Example Proof: Activity Selection

Greedy Choice Property:

  • Let a_1 be the activity that finishes earliest
  • Let S be an optimal solution
  • If S doesn’t include a_1, let a_k be the first activity in S
  • Since a_1 finishes before a_k starts, we can replace a_k with a_1 in S
  • This gives another optimal solution containing a_1 ✓

Optimal Substructure:

  • After selecting a_1, remaining problem: select activities starting after a_1 finishes
  • If S’ is optimal for remaining problem, then {a_1} cup S’ is optimal for original ✓

Runtime Analysis Summary

Problem Greedy Algorithm Time Complexity Space Complexity
Activity Selection Sort by finish time O(n log n) O(1)
Fractional Knapsack Sort by value/weight O(n log n) O(1)
MST (Kruskal) Sort edges, Union-Find O(E log E) O(V)
MST (Prim) Priority queue O(E log V) O(V)
Huffman Coding Min-heap O(n log n) O(n)
Dijkstra’s Priority queue O((V+E) log V) O(V)
Set Cover Greedy selection O(|U| · |S|) O(|U|)

Key Takeaways

  1. Greedy Choice Property: The greedy choice must be part of some optimal solution
  2. Optimal Substructure: Optimal solutions contain optimal solutions to subproblems
  3. Efficiency: Greedy algorithms are usually efficient (often O(n log n) or better)
  4. Not Always Optimal: Greedy doesn’t always give optimal solutions (e.g., 0-1 Knapsack)
  5. Common Patterns: Sorting + selection, priority queues, Union-Find
  6. Proof Technique: Show greedy choice property and optimal substructure

Further Reading

  • CLRS: “Introduction to Algorithms” - Comprehensive coverage of greedy algorithms
  • Kleinberg & Tardos: “Algorithm Design” - Greedy algorithms with proofs
  • Greedy vs DP: Understanding when to use each approach
  • Approximation Algorithms: Greedy algorithms for NP-hard problems

Practice Problems

  1. Activity Selection: Implement the greedy algorithm and prove its correctness.
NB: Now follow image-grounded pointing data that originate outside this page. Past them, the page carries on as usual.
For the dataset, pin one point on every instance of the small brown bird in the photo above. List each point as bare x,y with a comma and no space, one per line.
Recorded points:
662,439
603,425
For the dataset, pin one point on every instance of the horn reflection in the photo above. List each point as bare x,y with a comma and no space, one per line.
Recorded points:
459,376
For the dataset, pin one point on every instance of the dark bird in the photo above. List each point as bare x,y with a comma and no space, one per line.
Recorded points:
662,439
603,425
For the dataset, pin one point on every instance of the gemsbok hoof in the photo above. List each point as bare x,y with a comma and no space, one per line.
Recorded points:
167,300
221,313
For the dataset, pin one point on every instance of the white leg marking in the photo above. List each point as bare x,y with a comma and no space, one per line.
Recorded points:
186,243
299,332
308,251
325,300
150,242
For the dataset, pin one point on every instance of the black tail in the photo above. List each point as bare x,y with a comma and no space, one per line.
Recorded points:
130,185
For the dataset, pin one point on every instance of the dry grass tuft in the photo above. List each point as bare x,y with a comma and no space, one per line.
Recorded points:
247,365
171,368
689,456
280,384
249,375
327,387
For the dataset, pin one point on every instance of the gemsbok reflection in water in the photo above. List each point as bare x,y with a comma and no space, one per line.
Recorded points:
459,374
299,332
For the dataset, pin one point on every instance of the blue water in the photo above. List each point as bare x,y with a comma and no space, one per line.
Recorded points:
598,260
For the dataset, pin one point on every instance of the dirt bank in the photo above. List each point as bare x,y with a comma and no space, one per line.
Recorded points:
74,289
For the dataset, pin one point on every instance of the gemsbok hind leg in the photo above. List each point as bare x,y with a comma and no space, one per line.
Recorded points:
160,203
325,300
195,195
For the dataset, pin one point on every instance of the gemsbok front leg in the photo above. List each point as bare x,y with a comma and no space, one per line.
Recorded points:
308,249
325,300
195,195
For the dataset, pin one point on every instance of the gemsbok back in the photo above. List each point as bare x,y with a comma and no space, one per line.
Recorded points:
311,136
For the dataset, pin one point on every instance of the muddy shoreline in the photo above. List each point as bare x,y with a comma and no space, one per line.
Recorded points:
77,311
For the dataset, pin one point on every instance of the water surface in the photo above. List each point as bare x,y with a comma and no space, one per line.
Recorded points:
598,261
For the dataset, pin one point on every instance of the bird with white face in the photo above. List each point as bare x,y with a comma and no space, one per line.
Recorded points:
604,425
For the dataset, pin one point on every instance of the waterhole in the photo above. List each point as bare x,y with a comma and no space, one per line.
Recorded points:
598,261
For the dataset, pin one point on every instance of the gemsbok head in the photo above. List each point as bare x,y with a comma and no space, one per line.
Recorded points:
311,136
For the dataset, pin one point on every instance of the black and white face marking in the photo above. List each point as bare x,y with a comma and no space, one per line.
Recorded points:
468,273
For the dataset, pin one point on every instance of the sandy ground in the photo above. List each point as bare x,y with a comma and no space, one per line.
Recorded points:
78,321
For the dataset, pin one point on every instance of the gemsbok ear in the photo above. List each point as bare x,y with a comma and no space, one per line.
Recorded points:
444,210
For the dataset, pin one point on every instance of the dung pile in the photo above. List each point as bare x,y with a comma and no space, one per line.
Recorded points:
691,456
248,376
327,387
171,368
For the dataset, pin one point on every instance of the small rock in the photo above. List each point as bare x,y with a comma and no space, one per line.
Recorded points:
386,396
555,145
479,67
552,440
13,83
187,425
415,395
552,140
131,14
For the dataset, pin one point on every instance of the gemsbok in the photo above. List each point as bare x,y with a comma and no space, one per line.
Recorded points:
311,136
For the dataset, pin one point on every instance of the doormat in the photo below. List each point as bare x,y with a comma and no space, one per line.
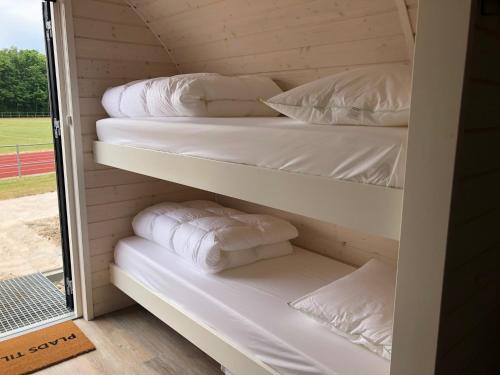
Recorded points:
46,347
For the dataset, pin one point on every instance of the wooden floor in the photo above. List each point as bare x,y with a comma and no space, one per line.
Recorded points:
133,341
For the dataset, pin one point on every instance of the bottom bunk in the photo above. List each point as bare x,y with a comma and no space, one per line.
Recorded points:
241,316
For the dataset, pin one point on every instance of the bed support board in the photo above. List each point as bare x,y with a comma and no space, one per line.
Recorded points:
368,208
207,339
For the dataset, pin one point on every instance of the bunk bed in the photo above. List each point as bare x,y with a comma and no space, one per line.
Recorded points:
352,176
240,316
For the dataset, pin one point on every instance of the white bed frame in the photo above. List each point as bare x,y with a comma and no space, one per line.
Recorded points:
368,208
217,346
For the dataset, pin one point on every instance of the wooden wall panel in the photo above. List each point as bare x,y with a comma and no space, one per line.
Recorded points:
284,39
470,301
293,41
114,46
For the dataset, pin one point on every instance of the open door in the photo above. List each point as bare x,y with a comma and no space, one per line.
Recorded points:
56,133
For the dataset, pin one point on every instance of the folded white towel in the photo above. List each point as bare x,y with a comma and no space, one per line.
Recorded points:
213,237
  2. Fractional vs 0-1 Knapsack: Why does greedy work for fractional but not 0-1? Give a counterexample.

  3. MST Algorithms: Compare Kruskal’s and Prim’s algorithms. When is each better?

  4. Dijkstra’s Limitation: Why doesn’t Dijkstra’s work with negative weights? Give an example.

  5. Huffman Coding: Construct Huffman tree for frequencies: a(40), b(30), c(20), d(10). What are the codes?

  6. Set Cover: Design a greedy algorithm for weighted set cover (sets have costs). What approximation ratio does it achieve?

  7. Interval Coloring: Given intervals, color them with minimum colors so overlapping intervals have different colors. Design a greedy algorithm.

  8. Job Scheduling: Given jobs with deadlines and profits, schedule to maximize profit. Design a greedy algorithm.


Understanding greedy algorithms is essential for algorithm design. They provide elegant, efficient solutions to many optimization problems when the greedy choice property and optimal substructure hold.